Mas na idade já um pouco desiludida da qual se aproximava Swann e na qual uma pessoa sabe se contentar em estar apaixonada pelo simples prazer de estar, sem fazer demasiadas exigências de reciprocidade, tal aproximação de corações, se não é mais, como na primeira juventude, o objetivo para o qual tende necessariamente o amor, permanece em compensação unida por uma associação de ideias tão intensa que pode dele se tornar a causa, caso antes dele se apresente.
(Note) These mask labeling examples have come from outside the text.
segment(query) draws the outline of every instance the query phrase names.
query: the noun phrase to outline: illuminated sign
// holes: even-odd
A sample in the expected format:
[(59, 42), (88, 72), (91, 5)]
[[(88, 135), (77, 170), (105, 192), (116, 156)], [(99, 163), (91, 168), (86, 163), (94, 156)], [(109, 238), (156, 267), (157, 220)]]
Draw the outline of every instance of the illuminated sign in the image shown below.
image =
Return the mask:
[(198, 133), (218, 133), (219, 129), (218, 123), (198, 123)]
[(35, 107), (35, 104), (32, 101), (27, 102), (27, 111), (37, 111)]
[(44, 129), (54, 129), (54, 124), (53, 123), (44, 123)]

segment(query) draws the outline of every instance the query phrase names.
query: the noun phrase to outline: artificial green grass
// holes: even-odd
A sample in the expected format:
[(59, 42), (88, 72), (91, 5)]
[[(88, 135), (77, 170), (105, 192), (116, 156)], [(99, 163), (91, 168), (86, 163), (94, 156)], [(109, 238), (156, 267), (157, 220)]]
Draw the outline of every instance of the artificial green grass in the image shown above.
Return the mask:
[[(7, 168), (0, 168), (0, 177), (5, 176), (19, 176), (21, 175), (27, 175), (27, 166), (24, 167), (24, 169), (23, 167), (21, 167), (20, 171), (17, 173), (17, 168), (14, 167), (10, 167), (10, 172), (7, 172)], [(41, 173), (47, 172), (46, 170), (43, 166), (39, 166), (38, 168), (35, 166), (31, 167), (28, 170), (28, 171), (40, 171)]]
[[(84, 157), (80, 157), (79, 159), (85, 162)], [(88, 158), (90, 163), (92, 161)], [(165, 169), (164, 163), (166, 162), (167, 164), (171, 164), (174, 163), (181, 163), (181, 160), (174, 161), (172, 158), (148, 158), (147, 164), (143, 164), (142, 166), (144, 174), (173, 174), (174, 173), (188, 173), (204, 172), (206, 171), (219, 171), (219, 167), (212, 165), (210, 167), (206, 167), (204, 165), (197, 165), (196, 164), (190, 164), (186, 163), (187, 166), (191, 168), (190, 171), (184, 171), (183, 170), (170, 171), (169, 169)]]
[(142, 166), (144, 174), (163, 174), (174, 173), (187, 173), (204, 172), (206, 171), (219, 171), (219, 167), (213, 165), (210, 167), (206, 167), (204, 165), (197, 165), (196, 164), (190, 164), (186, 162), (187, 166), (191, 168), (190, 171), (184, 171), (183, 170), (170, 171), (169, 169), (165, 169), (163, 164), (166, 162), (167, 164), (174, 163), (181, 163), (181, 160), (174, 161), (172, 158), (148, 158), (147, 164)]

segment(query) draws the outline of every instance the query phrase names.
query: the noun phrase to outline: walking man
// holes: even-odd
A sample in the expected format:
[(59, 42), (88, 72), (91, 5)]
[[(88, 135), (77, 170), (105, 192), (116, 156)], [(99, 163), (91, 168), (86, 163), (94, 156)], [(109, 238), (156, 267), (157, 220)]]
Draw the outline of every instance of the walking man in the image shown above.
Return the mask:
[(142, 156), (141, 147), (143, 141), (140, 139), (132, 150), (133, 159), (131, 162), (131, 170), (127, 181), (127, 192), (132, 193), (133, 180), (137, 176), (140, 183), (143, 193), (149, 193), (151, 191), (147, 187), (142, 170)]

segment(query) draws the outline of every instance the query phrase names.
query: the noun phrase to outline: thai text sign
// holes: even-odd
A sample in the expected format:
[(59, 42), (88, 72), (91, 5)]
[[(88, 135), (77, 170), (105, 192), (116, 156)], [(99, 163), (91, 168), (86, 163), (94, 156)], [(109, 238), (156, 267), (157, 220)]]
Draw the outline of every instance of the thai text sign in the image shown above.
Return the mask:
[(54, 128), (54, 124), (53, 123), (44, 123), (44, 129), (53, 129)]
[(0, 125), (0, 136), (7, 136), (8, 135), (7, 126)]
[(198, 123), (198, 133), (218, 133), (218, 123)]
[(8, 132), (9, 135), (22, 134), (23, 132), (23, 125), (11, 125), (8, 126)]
Sonhava-se outrora possuir o coração da mulher pela qual se estava apaixonado; mais tarde, sentir que se possui o coração de uma mulher pode bastar para que se fique apaixonado. Assim, na idade na qual pareceria, já que se busca sobretudo no amor um prazer subjetivo, que a parte do apreço pela beleza de uma mulher deve ser a maior de todas, o amor pode nascer - amor dos mais físicos - sem que tenha existido, na base, um desejo preliminar. Nessa época da vida, já fomos muitas vezes atingidos pelo amor; ele não mais evolui apenas de acordo com as suas próprias leis desconhecidas e fatais diante de nosso coração surpreso e passivo. Nós vamos em seu auxílio, nós o falseamos com a memória, com a sugestão. Reconhecendo um de seus sintomas, lembramos, fazemos renascer os outros. Como possuímos sua canção inteira em nós gravada, não precisamos que uma mulher nos diga o início - repleto da admiração que a beleza inspira - para encontrarmos a continuação. E se ela começa pelo meio – lá onde os corações se aproximam, onde se fala de não mais existirmos senão um para o outro –, estamos bastante habituados à música para irmos de imediato ao encontro de nossa parceira, no trecho em que ela nos espera.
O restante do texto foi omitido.